Indo Adventures Part 1

Landed in Sumatra, Indonesia for my last leg of this SEAsia journey before heading to Sydney via Singapore in just under three weeks. Looking back I can't believe how quickly the 3 months have gone by! Malaysia was hard to leave being surrounded by such paradise and making great friends. I still have so many photos to upload from the last 3 weeks in Malaysia, but those will have to wait.

Taht said, So far I'm thinking Sumatra was a great choice for the final adventure because adventure is an overstatement and I've been here 3 days.
I arrived in Medan, which was by far the dirtiest, smelliest, saddest place I've been yet. The third-world quality of life has not been so apparent anywhere I've been on this trip. I was thinking back on Laos, which is one of the poorest countries - but you never really felt it there, being so rural and sparsely populated - but here, especially in Medan - its right in your face. Trash everywhere and groups of kids that couldn't have been older than 7 or 8 sitting around smoking cigarettes. At the end of Malaysia, I met some friends that were going back into Thailand now that the protests have calmed down and it crossed my mind that I could have been on a lovely beach instead. One afternoon and a night was plenty in Medan so I caught a vehicle (and I use the term vehicle loosely here) to head to the hilltop stopover toward to center of Sumatra called Berestagi.

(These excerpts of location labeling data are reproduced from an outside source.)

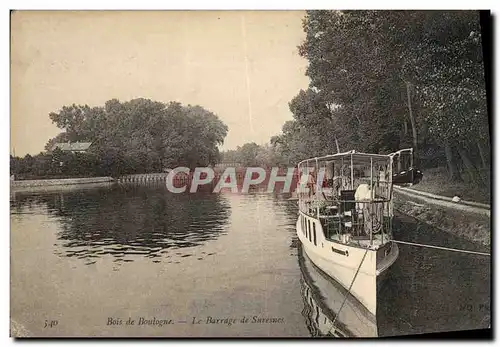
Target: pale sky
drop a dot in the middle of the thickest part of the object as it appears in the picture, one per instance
(243, 66)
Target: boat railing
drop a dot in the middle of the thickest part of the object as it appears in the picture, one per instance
(365, 221)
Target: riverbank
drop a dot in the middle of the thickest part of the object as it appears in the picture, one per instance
(469, 222)
(436, 181)
(59, 182)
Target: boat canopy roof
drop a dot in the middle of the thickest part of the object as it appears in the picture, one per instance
(357, 157)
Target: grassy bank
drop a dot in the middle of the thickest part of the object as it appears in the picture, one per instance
(471, 226)
(436, 181)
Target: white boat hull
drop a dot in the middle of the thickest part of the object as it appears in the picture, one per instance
(341, 262)
(328, 314)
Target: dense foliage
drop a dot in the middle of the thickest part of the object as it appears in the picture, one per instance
(137, 136)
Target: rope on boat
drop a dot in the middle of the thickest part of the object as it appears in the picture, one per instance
(349, 290)
(443, 248)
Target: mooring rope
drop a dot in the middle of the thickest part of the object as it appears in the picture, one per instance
(349, 290)
(443, 248)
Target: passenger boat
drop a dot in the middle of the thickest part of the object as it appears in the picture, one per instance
(323, 299)
(345, 216)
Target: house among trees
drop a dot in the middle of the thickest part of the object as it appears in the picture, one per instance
(75, 147)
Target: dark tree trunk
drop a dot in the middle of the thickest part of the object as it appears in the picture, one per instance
(482, 155)
(474, 176)
(452, 166)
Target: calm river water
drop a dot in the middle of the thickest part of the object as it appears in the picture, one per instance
(140, 261)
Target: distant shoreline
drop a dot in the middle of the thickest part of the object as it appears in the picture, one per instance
(22, 184)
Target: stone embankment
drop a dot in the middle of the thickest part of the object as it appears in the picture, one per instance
(469, 220)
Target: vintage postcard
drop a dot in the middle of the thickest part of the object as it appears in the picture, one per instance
(249, 173)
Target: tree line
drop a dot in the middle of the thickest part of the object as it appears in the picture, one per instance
(385, 80)
(137, 136)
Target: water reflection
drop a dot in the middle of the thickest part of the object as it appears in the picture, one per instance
(128, 221)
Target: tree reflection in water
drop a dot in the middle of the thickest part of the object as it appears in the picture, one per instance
(121, 221)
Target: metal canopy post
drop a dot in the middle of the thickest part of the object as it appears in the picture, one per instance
(352, 174)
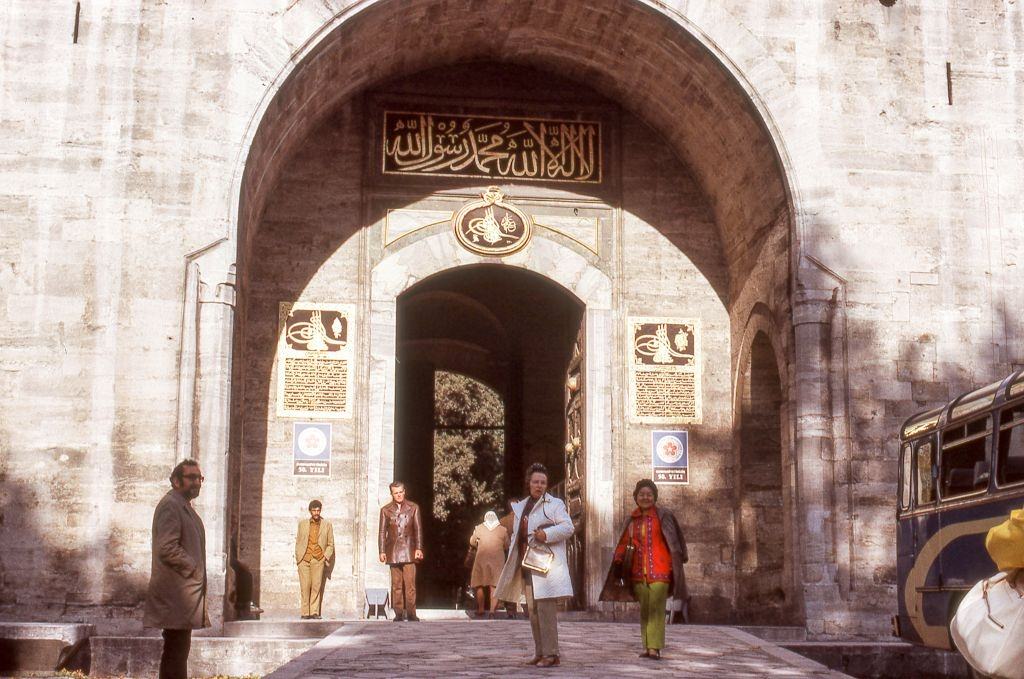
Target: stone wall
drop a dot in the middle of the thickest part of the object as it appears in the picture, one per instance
(124, 153)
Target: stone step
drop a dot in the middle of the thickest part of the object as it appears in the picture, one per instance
(139, 656)
(883, 659)
(775, 633)
(42, 646)
(282, 629)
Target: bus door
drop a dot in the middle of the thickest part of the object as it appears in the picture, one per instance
(924, 595)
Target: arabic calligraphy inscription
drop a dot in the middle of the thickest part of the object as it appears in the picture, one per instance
(461, 145)
(665, 378)
(313, 355)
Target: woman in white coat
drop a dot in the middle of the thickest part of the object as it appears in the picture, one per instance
(540, 518)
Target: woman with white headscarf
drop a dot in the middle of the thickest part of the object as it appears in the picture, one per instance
(491, 540)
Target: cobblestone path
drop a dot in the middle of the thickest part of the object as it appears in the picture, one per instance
(487, 648)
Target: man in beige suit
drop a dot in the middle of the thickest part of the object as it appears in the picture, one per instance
(313, 550)
(176, 598)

The journey was both the most thrilling and terrifying yet. At this stage I felt like I had the bus journey's down - you know they are going to drive too fast for comfort and insist on passing at crazy speeds on blind corners, thats been the norm pretty much everywhere. Sumatra is not croweded with toursits like everywhere else, and ther are know tourists buses to get between points. For people traveling alone the local vans are it unless you are traveling with enough people to hire a car. Well, by local bus station in Medan they meant a tiny store front with a van parked in front on which every panel was a differnt color and I could see men hauling a pig, a few cages of birds and a motorbike onto the roof secured with ropes. I was also the only tourist in site and definitely the only girl getting on the van.
Going into this I knew that Northern Sumatra was less of a backpacker trail, but I have met enough people along the way that had done it and raved about how worthwhile it was that I didn't want to miss it even if it meant traveling more stretches alone than I have elesewhere in southeast asia where you always meet loads of other travellers heading the same way.
My feelings on the bus ride were moments of sharp fear that we were definitly going to collide with the masive truck with god knows what heaped on it heading straight at us as our driver attempts a harrowing pass, before somehow swooping into the smallest space betwee two cars on our side of the road at as close to the last minute as possilble. Then riding literally on the bumper of the car in front before doing it again! It was definitely hair-raising - but I was also laughing to myself thinking "well, you wanted adventure, you got it!" And as soon as we got out of Medan the spectacular natural beauty of the country was pretty breathtaking. And now that I am way up high looking over theland below from Berstagi - I think about 2,000 meters above sea level I am SO happy I made the decision to come here. The town has some old Dutch architecture and it is bookended by two big Volcanoes on each side - One of which, Sibayek, that you can climb to the top of in a day (that was my plan for today, but then I picked up Malcom Gladwell's latest book, What the Dog Saw, and like his othhr three books I haven't moved from one spot all day reading it)
The atmosphere up here is very headclearing and the air is nice and cool. Such a welome change.
From here I will brave the local vans once again and head to the giant lake called Danua Toba in the middle of Sumatra that sounds pretty spectacular.